牢门也不似外人听闻的那般是镂空的,外面看管的狱卒可以随时监视里面的情况,而是一扇重重的铁门,仿佛有千斤的重量,一旦合上就能隔绝一切欢乐喜悲。
屋里没有点灯,只有那纯净的一缕星光,清澈无瑕如同银河水自天上而来。若是胆小之人猛地于深夜被关入这样一个伸手不见五指的恐怖之处,定然吓得惊声尖叫、恐惧畏缩,时间一长,极有可能神经错乱,沦为疯癫之人。
但楚云汐被两个凶神恶煞的狱卒推搡进来之后,心中却异常平静,她走至窗下,任秋风扫过脸颊,驱散脸上和心中的重重阴霾,银色的星光落在她的掌心,银光中浮动的灰尘也仿佛有了生命,在她手中舞蹈。
她没有试图点灯,昏黄的灯火会搅扰星光的柔美静和,会照亮这隐藏黑暗中的丑恶腌臜。她宁愿就这么静静地呆着,看不见便不会烦恼,看不见便不会厌恶。
她坐在床上,双足跏趺,脊直肩张,双眼微阖,舌舔上腭,一副标准的道家打坐姿势。黑暗中有老鼠吱吱的叫声,这阴森漆黑的牢里有活物相伴,即便恶心如老鼠,也并不令人恐惧,反而倍添温暖。
因为不去思考有关她父母的痛苦往事,所以她平静安定,心中没有半丝的纷繁混乱。虽然她的推断并非无懈可击,虽然许多没法验证的微小细节,好似繁乱的枝桠会挡住她的窥探真相的双目,但她潜意识里却已经认定了这个于伤害最浅的臆测。
也许……她当然知道有无数个也许,而最令她不能接受的也许莫过于这一切都是她为了逃避而想象出来的假象,但那又如何,她想起《华严经》中的教诲:“若人欲了知,三世一切佛。应观法界性,一切唯心造。”若怀抱这样的想法投入死亡,总比心碎断肠而死幸福许多。
她忽的于暗夜中绽放出了笑容,虽以道家姿态入定,心中却盘旋着无数佛偈。
待她再次起身时,却用身上的火折子点亮了桌上油灯,她借着点点灯火,将牢房里每一处不堪和污秽都看了一遍。
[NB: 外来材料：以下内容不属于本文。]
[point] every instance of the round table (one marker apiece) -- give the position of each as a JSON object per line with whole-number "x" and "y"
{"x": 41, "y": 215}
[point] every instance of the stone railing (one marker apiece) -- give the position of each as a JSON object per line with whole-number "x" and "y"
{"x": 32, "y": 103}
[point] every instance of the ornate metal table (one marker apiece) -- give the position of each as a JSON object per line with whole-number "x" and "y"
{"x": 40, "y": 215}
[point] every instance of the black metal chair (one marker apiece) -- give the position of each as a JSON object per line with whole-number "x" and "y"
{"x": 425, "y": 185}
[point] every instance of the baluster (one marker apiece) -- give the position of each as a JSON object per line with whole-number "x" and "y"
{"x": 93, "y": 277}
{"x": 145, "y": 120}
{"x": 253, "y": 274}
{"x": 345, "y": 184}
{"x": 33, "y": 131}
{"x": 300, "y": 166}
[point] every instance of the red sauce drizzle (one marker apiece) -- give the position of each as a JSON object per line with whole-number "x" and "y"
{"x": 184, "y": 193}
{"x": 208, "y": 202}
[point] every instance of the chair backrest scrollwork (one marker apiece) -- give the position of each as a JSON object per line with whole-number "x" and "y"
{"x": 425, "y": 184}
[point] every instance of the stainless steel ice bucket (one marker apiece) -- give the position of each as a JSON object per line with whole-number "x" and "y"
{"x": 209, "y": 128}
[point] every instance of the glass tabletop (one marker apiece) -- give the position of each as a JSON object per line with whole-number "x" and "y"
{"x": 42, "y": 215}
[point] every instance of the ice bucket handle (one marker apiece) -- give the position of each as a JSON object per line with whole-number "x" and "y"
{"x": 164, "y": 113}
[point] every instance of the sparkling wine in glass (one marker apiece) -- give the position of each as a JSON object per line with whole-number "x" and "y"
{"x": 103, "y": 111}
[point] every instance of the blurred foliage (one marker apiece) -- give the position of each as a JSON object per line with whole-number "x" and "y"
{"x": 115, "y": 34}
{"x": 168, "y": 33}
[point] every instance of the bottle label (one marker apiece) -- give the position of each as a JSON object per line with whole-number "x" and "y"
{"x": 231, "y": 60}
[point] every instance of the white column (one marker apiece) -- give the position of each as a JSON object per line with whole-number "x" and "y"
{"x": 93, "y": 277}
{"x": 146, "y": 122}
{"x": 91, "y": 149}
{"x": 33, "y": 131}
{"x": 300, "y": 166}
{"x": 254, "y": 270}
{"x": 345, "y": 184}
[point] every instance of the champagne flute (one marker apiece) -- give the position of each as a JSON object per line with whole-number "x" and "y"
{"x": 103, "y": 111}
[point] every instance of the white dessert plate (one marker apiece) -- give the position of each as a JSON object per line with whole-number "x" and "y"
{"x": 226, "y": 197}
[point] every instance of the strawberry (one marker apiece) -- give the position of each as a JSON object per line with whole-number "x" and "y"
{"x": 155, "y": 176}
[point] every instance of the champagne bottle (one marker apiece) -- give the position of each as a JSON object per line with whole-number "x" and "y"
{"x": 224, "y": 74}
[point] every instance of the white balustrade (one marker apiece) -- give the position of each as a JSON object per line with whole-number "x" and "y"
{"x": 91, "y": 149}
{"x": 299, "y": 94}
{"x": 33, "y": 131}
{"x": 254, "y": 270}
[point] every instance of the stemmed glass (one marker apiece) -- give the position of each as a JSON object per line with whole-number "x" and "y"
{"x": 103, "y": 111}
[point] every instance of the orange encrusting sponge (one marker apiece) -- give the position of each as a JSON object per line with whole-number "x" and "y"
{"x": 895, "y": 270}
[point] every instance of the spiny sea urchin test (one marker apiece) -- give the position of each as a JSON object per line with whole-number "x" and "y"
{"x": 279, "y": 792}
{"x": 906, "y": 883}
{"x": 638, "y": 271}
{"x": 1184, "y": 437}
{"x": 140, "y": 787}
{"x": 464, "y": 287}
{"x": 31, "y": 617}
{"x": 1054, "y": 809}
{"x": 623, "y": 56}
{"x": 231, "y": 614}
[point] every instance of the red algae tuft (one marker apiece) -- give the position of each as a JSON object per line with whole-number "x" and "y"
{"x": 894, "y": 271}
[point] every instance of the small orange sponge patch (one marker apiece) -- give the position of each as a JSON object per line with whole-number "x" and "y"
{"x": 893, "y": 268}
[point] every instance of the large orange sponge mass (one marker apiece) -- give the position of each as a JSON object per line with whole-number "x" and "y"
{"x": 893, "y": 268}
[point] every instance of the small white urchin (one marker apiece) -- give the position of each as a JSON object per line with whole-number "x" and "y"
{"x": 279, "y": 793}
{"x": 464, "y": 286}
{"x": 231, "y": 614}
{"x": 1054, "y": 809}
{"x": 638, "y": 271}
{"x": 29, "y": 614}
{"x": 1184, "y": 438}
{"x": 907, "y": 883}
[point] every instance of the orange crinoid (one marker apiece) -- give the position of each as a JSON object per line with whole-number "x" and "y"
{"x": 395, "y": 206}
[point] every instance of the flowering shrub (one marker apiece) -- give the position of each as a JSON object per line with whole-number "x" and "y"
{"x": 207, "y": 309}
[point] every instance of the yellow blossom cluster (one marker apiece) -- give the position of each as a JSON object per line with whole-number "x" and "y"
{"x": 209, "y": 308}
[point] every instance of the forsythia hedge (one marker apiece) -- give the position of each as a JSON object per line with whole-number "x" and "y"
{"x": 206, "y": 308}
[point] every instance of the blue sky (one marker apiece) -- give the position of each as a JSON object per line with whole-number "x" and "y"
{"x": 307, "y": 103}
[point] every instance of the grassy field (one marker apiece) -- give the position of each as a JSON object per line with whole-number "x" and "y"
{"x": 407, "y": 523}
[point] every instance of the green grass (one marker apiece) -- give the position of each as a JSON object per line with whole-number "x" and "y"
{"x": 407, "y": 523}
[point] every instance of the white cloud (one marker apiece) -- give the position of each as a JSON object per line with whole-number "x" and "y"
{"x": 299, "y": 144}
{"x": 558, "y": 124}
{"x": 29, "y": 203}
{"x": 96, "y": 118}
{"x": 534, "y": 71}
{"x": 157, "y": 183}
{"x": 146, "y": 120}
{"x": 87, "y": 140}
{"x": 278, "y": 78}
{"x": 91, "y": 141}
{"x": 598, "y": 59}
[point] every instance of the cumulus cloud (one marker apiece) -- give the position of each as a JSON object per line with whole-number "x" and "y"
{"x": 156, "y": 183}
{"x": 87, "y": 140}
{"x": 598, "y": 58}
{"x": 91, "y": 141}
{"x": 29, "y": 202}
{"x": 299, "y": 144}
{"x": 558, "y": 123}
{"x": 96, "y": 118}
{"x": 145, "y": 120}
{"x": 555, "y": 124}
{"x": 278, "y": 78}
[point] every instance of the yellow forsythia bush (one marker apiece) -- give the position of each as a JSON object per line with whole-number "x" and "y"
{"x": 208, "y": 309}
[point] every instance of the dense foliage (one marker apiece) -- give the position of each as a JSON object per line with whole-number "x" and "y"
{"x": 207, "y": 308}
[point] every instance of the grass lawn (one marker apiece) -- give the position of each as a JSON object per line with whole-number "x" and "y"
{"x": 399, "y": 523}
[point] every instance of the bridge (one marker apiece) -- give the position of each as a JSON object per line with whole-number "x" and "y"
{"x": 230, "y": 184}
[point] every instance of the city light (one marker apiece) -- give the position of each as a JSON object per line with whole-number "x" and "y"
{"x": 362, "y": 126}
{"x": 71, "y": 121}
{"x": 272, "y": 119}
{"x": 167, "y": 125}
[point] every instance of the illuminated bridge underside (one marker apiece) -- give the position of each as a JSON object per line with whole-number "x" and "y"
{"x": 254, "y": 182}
最后,她坐回桌前,望着油汪汪的灯火,只觉身上一轻,她开始从头到尾的将这所有的悲剧在脑中重放了一遍,她试图去接受跟她推测的结果完全相反的结论,却惊讶地发现她已经可以坦然接受,她明白其实自己早已真正的释然和放下,只是她不知,还以为自己仍然处于逃避的状态之中。
是什么她开始谅解这个世界呢?她托腮思考,是啦,从青莼遇险就已经开始了。
当她极度渴望带领青莼三人逃离长安时,就是她放下执念的那一刻。人应当为活着的人而生存,而不是为了死去的人报仇。无论是她的母亲,亦或者那些被丞相害死的无辜,他们并非她抗争的理由,她守护的应当是那些已经或者即将被迫害的人们,为他们带去希望。
何况,她将眼睛转向照不到灯火的漆黑角落,何况光明黑暗,快乐悲伤本就是相伴而生,无法割裂,这个世界并没有永远安宁的所在,一次牺牲根本无法换来一劳永逸的和平,流血杀戮依旧会不断涌现,就如同人一生中无穷无尽的烦恼一样,荆棘是斩不完的,斩断一根,或许只会生出更多更密的刺。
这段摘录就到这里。